WASHINGTON -

Michigan's ban on affirmative action and racial preferences came under attack before the U.S. Supreme Court Tuesday.

The Supreme Court seems prepared to uphold the voter-approved ban on taking account of race in college admissions.

The 7-year-old ban was overturned in the Court of Appeals two years ago for violating the U.S. Constitution.

The Supreme Court is not being asked to rule on racial preferences or the practice of giving minorities an enhanced scores on their admissions applications; that issues has been decided already.

But rather, the way Michigan's ban was achieved is under attack.

The timeline:

2006: 58 percent of Michigan voters approved banning racial preferences in a statewide ballot initiative and locked it into the constitution.

2011: The U.S. Court of Appeals ruled referendums and constitutional amendments make it too difficult for minorities to change admissions policies

2013: Now the high court must decide if the referendum was a violation of the U.S. Constitution.

The court heard arguments Tuesday over the 2006 change to the state constitution to prohibit the University of Michigan and other state schools from any consideration of race when they decide whom to admit.

The justices' focus was more on whether they could craft a narrow ruling to uphold Michigan Proposal 2 or would have to overrule earlier cases that protect minorities' rights to participate in the political process.

Affirmative action supporters say the amendment itself is a form of discrimination because of the burden they face to repeal the constitutional provision.

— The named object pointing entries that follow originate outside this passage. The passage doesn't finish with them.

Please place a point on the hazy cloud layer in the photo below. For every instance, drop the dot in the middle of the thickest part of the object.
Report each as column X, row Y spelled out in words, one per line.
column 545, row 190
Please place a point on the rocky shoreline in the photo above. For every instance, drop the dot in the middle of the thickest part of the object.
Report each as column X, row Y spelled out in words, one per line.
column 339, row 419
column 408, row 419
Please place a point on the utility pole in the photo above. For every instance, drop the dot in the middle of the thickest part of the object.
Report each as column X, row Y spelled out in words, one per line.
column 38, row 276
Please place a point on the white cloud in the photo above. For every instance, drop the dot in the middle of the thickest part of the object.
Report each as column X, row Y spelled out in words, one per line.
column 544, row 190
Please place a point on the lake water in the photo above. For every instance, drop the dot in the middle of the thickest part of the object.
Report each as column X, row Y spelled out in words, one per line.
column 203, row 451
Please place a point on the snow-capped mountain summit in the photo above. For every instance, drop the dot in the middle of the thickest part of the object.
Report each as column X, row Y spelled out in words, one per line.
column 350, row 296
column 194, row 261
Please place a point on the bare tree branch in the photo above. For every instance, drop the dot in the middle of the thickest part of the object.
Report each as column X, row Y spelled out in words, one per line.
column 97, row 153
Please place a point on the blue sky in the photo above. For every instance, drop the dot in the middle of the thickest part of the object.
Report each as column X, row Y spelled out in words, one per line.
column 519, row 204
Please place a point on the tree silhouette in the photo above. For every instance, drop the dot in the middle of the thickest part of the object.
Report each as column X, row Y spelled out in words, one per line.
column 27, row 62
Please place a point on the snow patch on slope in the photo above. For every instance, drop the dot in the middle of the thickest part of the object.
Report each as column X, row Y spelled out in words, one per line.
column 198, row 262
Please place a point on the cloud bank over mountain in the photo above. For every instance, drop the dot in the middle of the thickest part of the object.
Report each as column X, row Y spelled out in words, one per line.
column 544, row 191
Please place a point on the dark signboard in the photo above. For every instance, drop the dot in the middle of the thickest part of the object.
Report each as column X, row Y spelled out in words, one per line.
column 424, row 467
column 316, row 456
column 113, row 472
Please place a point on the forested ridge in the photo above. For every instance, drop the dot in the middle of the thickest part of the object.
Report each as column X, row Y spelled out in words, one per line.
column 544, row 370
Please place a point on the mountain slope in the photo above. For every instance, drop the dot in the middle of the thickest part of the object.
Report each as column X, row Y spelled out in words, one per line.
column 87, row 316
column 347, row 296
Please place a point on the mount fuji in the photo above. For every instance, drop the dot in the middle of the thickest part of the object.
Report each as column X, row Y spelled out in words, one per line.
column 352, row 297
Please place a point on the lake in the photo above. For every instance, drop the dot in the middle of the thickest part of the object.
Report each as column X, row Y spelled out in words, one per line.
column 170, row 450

Several busloads from Michigan joined anti-Proposal 2 demonstrators who protested during the court's oral arguments.

The protestors fear if the Michigan's ban is upheld it will lead to affirmative action bans across the country.

"This is an attempt to end racial diversity at these schools and if upheld will succeed," said one protestor.

Justice Rosenbaum told the other justices the path to change admissions policies is unfair to minorities. that if athletes, musicians or other students want special consideration, they go to the university regents.

Proposal 2 defenders say they are confident the Supreme Court will uphold Michigan's law and see today's action as an attack against citizen democracy.